## Exercise 4: Data Warehouse Querying and Basic Geospatial Operations

Skills: 
* Query data warehouse table
* Use dictionary to map values

References: 
* https://docs.calitp.org/data-infra/analytics_new_analysts/spatial-analysis-basics.html
* https://docs.calitp.org/data-infra/analytics_new_analysts/spatial-analysis-intro.html
* https://docs.calitp.org/data-infra/analytics_new_analysts/spatial-analysis-intermediate.html
* https://docs.calitp.org/data-infra/analytics_examples/warehouse_tutorial.html
* https://docs.calitp.org/data-infra/analytics_examples/new_tutorial.html
* https://github.com/jorisvandenbossche/geopandas-tutorial

In [None]:
import geopandas as gpd
import pandas as pd
import os

#os.environ["CALITP_BQ_MAX_BYTES"] = str(100_000_000_000)
pd.set_option("display.max_rows", 20)

from calitp_data_analysis.tables import tbls
from calitp_data_analysis.sql import query_sql
from siuba import *

## Query a table, turn it into a gdf

You will query the warehouse table for 2 operators, Caltrain and Merced. A `feed_key` is a hash identifier, there's no real meaning to it, but it uniquely identifies a feed for that day.

The `feed_key` values for those 2 operators for 6/1/2022 are provided. 
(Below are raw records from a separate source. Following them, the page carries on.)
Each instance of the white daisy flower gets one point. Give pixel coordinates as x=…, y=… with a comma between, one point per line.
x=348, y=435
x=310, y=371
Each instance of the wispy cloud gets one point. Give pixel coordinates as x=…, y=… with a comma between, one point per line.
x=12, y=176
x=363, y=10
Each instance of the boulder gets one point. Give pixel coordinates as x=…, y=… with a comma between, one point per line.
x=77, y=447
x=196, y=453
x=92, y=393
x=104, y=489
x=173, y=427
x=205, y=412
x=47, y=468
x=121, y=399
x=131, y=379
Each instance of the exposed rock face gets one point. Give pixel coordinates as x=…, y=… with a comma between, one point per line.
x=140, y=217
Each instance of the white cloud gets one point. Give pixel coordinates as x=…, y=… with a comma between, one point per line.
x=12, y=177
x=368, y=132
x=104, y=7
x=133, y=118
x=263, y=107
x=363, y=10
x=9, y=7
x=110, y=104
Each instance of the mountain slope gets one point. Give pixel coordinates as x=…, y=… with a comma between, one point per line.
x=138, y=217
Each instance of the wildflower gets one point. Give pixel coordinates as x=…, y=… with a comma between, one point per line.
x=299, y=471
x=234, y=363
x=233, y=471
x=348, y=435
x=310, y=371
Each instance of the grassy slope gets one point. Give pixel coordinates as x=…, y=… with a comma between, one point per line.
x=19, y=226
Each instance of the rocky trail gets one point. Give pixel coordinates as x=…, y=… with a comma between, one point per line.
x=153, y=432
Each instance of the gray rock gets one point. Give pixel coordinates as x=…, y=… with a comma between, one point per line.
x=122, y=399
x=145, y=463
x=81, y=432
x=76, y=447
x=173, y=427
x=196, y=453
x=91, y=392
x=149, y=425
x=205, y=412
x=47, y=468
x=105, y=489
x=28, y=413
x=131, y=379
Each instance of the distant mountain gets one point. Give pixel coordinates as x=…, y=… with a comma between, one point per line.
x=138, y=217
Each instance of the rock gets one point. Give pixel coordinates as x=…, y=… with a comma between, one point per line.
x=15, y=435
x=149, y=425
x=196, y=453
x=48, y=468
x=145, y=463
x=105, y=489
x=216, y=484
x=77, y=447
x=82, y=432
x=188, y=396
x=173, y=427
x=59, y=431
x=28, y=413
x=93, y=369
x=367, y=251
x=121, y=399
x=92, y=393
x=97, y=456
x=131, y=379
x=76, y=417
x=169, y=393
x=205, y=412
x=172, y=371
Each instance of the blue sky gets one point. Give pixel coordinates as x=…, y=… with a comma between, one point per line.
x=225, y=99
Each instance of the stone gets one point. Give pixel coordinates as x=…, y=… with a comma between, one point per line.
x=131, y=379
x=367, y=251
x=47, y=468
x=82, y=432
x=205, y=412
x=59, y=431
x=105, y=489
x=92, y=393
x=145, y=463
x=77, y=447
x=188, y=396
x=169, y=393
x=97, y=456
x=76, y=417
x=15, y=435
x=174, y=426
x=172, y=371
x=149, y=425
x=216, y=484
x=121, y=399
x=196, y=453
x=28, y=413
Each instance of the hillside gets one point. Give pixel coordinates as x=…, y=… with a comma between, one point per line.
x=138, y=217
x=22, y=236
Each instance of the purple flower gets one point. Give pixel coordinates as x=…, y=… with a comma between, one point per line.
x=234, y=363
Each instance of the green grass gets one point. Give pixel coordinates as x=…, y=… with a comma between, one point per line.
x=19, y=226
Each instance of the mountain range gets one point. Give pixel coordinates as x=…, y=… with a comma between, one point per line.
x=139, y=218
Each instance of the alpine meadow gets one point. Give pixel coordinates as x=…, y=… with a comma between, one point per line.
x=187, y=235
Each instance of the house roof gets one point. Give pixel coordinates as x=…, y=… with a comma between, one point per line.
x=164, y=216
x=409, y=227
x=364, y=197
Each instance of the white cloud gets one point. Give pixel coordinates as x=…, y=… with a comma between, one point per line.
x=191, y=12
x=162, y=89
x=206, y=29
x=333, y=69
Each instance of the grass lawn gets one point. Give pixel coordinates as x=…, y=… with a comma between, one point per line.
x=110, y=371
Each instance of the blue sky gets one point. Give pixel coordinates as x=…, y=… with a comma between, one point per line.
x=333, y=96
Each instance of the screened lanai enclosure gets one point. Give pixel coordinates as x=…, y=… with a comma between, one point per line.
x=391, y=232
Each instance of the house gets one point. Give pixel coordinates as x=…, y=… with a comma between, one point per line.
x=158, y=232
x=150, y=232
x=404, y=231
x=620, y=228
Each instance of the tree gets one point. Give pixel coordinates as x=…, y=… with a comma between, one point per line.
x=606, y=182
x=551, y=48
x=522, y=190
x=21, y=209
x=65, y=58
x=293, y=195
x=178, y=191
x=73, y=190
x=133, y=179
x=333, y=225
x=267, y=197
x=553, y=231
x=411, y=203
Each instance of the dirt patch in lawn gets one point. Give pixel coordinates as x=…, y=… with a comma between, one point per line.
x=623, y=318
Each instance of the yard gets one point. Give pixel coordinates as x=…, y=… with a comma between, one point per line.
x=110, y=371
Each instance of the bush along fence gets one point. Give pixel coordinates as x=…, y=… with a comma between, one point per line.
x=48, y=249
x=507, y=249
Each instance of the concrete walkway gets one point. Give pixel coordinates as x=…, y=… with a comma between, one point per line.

* Query `mart_gtfs.dim_stops`
* Filter to the feed keys of interest
* Select these columns: `feed_key`, `stop_id`, `stop_lat`, `stop_lon`, `stop_name`
* Return as a dataframe using `collect()`
* Turn the point data into geometry with `geopandas`: [docs](https://geopandas.org/en/stable/docs/reference/api/geopandas.points_from_xy.html)

In [None]:
FEEDS = [
    "25c6505166c01099b2f6f2de173e20b9", # Caltrain
    "52639f09eb535f75b33d2c6a654cb89e", # Merced
]

stops = (
    tbls.mart_gtfs.dim_stops()
    >> filter(_.feed_key.isin(FEEDS))
    >> select(_.feed_key, _.stop_id, 
             _.stop_lat, _.stop_lon, _.stop_name)
    >> arrange(_.feed_key, _.stop_id, 
               _.stop_lat, _.stop_lon)
    >> collect() 
)

In [None]:
stops.head()

## Use a dictionary to map values

* Create a new column called `operator` where `feed_key` is associated with its operator name.
* First, write a function to do it.
* Then, use a dictionary to do it (create new column called `agency`).
* Double check that `operator` and `agency` show the same values. Use `assert` to check.
    * `assert df.operator == df.agency`
* Hint: https://docs.calitp.org/data-infra/analytics_new_analysts/data-analysis-intermediate.html

## Turn lat/lon into point geometry

* There is a [function in shared_utils](https://github.com/cal-itp/data-analyses/blob/main/_shared_utils/shared_utils/geography_utils.py#L170-L192) that does it. Show the steps within the function (the long way), and also create the `geometry` column using `shared_utils`.
* Use `geography_utils.create_point_geometry??` to see what goes into that function, and what that function looks like under the hood.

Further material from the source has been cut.